Does anyone know how often in the code we actually depend on the fact that the same string will be at the same address in memory?
Because I'm contemplating an optimisation which would involve making the string duplication avoidance opportunistic instead of mandatory.
I.e. something along the lines of all strings shorter than stringmin will always be optimised to a single reference, and all strings above that *might* have more than one reference, but not necessarily do (i.e. they're not fully hashed all the time, to avoid the overhead of rehashing large strings repeatedly when juggling around lots of strings).
All the places that depend on same string = same address would need to be patched. Also, to determine stringmin, some profiling of existing apps would be interesting. Is that statistic available for say Roxen, to know the distribution of string length and reference count in a running application?
On Thu, 29 Mar 2012, Stephen R. van den Berg wrote:
Because I'm contemplating an optimisation which would involve making the string duplication avoidance opportunistic instead of mandatory.
I guess the point here is to skip the hashing in cases where the strings are large, come from the network/disk and/or are very unlikely to exist twice. Would it not make more sense to allow for using unhashed strings explicitly, instead? And in that case I think it would be better to have a seperate class for that. Otherwise all kinds of code would become much more complex. Think mapping lookup and similar places, where the ptr of the string is used.
Then, of cause, all kinds of other places need to be changed to support "new" unhashed strings, otherwise they would be quite useless, except for very special situations where some cycles can be saved.
Arne Goedeke wrote:
On Thu, 29 Mar 2012, Stephen R. van den Berg wrote:
Because I'm contemplating an optimisation which would involve making the string duplication avoidance opportunistic instead of mandatory.
I guess the point here is to skip the hashing in cases where the strings are large, come from the network/disk and/or are very unlikely to exist twice. Would it not make more sense to allow for using unhashed strings explicitly, instead? And in that case I think it would be better to have a seperate class for that. Otherwise all kinds of code would become much more complex. Think mapping lookup and similar places, where the ptr of the string is used.
That's exactly what I'm asking... How many places are there where we explicitly depend on the fact that the address can be used to define uniqueness? I'm trying to assess if it is doable to fix those.

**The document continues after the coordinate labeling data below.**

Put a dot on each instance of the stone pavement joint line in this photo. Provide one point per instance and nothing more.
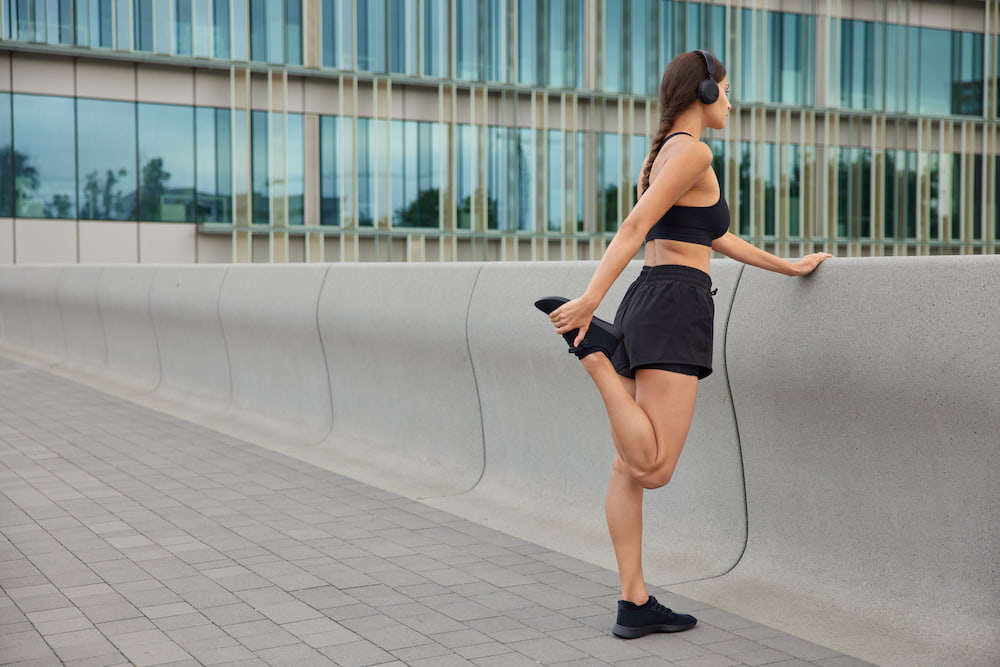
(130, 537)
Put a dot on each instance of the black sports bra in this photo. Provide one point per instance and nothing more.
(692, 224)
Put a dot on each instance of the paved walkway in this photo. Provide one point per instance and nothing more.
(132, 537)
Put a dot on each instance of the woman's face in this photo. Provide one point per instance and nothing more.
(718, 111)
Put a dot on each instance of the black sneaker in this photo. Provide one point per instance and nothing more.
(602, 336)
(640, 620)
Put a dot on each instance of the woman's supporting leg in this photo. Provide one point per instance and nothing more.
(623, 509)
(650, 426)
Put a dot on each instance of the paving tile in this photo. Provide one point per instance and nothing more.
(131, 537)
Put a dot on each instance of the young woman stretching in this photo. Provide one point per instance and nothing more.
(647, 364)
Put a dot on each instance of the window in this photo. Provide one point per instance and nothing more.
(337, 34)
(214, 171)
(909, 69)
(44, 158)
(417, 173)
(7, 159)
(275, 31)
(106, 157)
(166, 163)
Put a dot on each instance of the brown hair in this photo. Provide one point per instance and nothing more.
(678, 91)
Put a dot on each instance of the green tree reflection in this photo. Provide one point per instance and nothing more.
(18, 178)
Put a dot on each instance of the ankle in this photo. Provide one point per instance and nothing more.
(638, 598)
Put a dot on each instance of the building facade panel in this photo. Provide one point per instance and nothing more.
(501, 129)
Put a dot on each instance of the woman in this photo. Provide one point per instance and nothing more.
(647, 364)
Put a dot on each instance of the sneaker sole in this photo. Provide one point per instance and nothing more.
(626, 632)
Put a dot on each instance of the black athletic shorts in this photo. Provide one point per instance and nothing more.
(668, 316)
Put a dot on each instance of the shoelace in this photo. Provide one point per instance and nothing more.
(660, 609)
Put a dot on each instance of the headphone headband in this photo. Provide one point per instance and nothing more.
(708, 90)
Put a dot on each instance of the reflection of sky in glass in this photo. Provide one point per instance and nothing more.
(44, 132)
(106, 143)
(167, 132)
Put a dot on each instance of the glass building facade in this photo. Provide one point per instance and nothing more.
(311, 130)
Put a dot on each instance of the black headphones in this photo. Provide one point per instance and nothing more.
(708, 90)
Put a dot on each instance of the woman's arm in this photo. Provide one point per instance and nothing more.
(685, 168)
(733, 246)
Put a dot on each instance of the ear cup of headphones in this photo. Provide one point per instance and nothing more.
(708, 91)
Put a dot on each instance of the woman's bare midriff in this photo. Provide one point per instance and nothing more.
(662, 251)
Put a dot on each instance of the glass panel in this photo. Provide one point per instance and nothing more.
(183, 39)
(854, 192)
(403, 37)
(640, 149)
(366, 172)
(857, 67)
(556, 185)
(106, 159)
(526, 165)
(44, 162)
(641, 59)
(7, 158)
(566, 63)
(467, 32)
(293, 32)
(581, 179)
(901, 194)
(495, 30)
(338, 34)
(238, 37)
(295, 177)
(202, 28)
(329, 192)
(967, 80)
(220, 30)
(608, 160)
(371, 35)
(94, 25)
(746, 185)
(144, 25)
(214, 196)
(791, 58)
(466, 168)
(166, 163)
(258, 30)
(436, 38)
(615, 59)
(794, 176)
(260, 166)
(416, 174)
(930, 71)
(766, 171)
(123, 25)
(530, 40)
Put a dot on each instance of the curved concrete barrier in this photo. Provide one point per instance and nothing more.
(840, 472)
(867, 399)
(276, 360)
(547, 439)
(41, 286)
(194, 361)
(123, 298)
(15, 315)
(83, 331)
(403, 386)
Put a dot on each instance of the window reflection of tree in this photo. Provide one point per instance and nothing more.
(102, 199)
(18, 177)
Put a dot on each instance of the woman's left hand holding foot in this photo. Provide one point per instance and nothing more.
(575, 314)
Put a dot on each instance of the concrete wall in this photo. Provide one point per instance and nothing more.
(841, 470)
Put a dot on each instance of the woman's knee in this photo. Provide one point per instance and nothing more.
(656, 478)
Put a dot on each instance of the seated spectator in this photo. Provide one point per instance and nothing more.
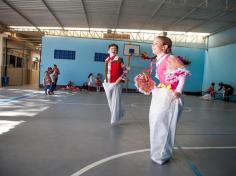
(211, 89)
(228, 91)
(210, 93)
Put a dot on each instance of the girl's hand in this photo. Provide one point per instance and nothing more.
(177, 94)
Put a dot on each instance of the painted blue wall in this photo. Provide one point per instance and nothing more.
(77, 70)
(220, 65)
(220, 59)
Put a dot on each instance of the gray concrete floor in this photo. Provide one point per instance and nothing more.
(69, 134)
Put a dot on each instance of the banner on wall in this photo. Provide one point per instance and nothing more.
(131, 50)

Then, of cause, all kinds of other places need to be changed to support "new" unhashed strings, otherwise they would be quite useless, except for very special situations where some cycles can be saved.
Quite. The reasoning has come full circle, which is why I'm trying to see if it can be retrofitted to make the speedup available to all unaltered pike programs.
That's exactly what I'm asking... How many places are there where we explicitly depend on the fact that the address can be used to define uniqueness?
All places where strings are compared.
Say, a few thousand places in the code, probably?
Most importantly: Mappings and multiset, identifiers in objects and programs, switch and string comparison functions.
Especially things like object and program identifiers, switch mappings and multisets would be dead slow without this optimization.
And hashing a string takes basically no time at all.
Have you measured it to take a lot of CPU somewhere?
-- Per Hedbor
The issue isn't necessarily the hashing but the fact that you need to have this globally synced instead of e.g. creating a thread-local string pool. Still, I agree with you that fundamental properties of mappings etc are based on string uniqueness. There are other low-hanging fruit that should be targeted first imho.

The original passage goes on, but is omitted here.